I could go on but it might get a bit long.
All NZD settle and deliver in an approved counterparty bank in New Zealand via an agent in London, as USD do in New York.
Interest can be earned and paid via open position counterparty currency swaps (O/N or term) in the FX market.
Investors normally purchase coupon carrying debt instruments to earn regular term NZD interest payments. Familiar securities are corporate - unsecured?, government, supranational Kauri, Uridashi, Eurodollar issuance.
Hmm, interesting comment. Any evidence that these banks ARE getting such hoards of overseas cash/capital? Bank of China might be or should I say ...may of done, but the rest? You do make a very good point though, our higher than everyone elses but still record low OCR is attractive to those outside this country for sure, as is our dollar to some. I suspect though that with every OCR decrease in NZ you will just get more speculators wanting to borrow unless the banks fail to pass that along or the LVR is again changed by the RBNZ in regards to investors. And the greater risk as I said before is that savers and depositors here will all give up on (enough) mass thus threatening that stability you speak of. The OBR is there for a reason that implies they (RBNZ) see the risk as much as anyone else keeping track. Worse case scenario's do/can happen
there are a number of countries with higher interest rates than NZ, why would the Chinese put on deposit in our banks, can understand the buying of property, no tax better return
http://www.interest.co.nz/comment/reply/79736/840255
Here is an indication that they do not have bags of loot.
Its all been dividended away.
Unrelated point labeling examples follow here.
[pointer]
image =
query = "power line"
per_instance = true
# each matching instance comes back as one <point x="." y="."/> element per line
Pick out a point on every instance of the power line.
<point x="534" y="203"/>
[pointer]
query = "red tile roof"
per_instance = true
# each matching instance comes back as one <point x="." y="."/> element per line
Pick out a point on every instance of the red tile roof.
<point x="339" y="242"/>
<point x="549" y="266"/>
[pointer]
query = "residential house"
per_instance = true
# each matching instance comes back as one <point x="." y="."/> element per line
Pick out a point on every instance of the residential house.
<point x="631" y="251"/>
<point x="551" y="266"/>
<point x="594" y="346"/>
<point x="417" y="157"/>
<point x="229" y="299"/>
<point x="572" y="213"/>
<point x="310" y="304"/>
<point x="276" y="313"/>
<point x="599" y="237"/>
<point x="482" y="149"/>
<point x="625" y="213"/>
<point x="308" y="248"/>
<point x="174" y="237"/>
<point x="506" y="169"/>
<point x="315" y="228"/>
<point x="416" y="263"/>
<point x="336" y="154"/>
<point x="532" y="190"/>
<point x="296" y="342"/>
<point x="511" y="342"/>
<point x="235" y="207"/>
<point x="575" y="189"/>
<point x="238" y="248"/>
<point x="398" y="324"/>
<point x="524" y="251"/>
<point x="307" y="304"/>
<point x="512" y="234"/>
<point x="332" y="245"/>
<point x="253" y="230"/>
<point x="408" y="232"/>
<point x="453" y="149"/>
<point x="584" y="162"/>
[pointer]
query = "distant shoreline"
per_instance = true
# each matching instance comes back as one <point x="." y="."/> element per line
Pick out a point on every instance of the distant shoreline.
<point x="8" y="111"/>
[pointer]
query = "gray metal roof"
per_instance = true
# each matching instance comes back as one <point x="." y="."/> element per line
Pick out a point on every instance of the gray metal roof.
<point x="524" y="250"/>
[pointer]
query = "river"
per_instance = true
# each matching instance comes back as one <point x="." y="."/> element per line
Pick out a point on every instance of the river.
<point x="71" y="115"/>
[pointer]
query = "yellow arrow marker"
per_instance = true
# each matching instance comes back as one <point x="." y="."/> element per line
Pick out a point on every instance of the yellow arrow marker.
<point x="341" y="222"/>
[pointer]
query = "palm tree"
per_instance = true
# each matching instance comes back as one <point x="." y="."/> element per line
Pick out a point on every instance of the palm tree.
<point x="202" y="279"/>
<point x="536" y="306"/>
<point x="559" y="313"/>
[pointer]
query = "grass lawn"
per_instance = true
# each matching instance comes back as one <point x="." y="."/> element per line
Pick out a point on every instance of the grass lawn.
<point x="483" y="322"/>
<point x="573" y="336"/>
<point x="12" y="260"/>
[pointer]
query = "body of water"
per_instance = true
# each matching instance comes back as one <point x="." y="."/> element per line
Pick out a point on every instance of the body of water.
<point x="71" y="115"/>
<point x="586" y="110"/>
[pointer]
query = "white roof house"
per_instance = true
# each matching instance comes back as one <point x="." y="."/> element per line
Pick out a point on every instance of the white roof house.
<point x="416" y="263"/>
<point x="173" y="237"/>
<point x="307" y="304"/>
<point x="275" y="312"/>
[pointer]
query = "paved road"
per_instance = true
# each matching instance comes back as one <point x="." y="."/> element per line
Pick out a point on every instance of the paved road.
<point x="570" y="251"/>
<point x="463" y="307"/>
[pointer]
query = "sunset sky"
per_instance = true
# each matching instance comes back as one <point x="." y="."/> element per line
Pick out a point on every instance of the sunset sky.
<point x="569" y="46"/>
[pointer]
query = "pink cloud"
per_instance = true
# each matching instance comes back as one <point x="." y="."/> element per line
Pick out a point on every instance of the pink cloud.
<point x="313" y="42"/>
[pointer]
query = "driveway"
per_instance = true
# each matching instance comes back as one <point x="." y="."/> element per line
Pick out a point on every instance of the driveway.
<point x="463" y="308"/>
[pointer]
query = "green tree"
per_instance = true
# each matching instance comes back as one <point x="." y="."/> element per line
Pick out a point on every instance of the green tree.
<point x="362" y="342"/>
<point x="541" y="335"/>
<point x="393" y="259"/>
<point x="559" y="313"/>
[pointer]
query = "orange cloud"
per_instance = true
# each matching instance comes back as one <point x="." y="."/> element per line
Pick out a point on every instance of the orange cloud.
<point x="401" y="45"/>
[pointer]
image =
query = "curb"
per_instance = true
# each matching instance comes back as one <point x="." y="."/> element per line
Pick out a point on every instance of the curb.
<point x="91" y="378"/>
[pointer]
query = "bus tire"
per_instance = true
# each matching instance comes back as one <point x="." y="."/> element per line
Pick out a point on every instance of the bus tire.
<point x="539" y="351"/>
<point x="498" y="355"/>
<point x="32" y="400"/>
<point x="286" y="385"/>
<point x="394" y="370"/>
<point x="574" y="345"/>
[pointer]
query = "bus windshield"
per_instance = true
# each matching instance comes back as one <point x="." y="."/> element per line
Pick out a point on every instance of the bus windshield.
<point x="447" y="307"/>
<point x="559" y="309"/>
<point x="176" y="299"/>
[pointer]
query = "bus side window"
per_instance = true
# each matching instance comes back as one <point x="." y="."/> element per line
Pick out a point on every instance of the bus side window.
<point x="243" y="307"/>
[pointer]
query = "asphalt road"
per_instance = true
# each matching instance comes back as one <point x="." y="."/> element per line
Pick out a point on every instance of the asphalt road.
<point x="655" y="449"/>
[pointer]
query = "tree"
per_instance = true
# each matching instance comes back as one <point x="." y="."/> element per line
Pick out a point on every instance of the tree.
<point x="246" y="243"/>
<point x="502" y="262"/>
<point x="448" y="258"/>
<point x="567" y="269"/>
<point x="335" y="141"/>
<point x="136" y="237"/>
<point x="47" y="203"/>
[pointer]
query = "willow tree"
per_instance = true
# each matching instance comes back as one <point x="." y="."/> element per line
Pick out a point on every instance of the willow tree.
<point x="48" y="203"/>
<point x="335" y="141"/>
Gone.
"There's certainly more capital raisings to come from the banks this year," said Sean Fenton, who helps oversee $2.4 billion as portfolio manager at Tribeca Investment Partners. "While the lenders will try to maintain the illusion of dividends and issue more stock along the way to boost capital, increasing capital and increasing bad debts at the same time can put pressure on dividends."
http://m.smh.com.au/business/banking-and-finance/big-four-banks-set-to-…
in short yes, the ties to the government run deep
http://www.westpac.co.nz/who-we-are/about-westpac-new-zealand/our-execu…
http://www.nzherald.co.nz/business/news/article.cfm?c_id=3&objectid=115…
"Overall I would expect fixed mortgage rates to fall."
The problem Wheeler has is that we have a Government in power that is hell bent on increasing immigration and turning a blind eye to all the damage this is doing.
As far as housing is concerned, we could have interest rates much lower if the Government was not so intent on an almost open door immigration policy.
As far as I can see, the only reason we have an open door immigration policy is to keep wages down and house prices up. This is exactly what wealthy National party supporters and backers want.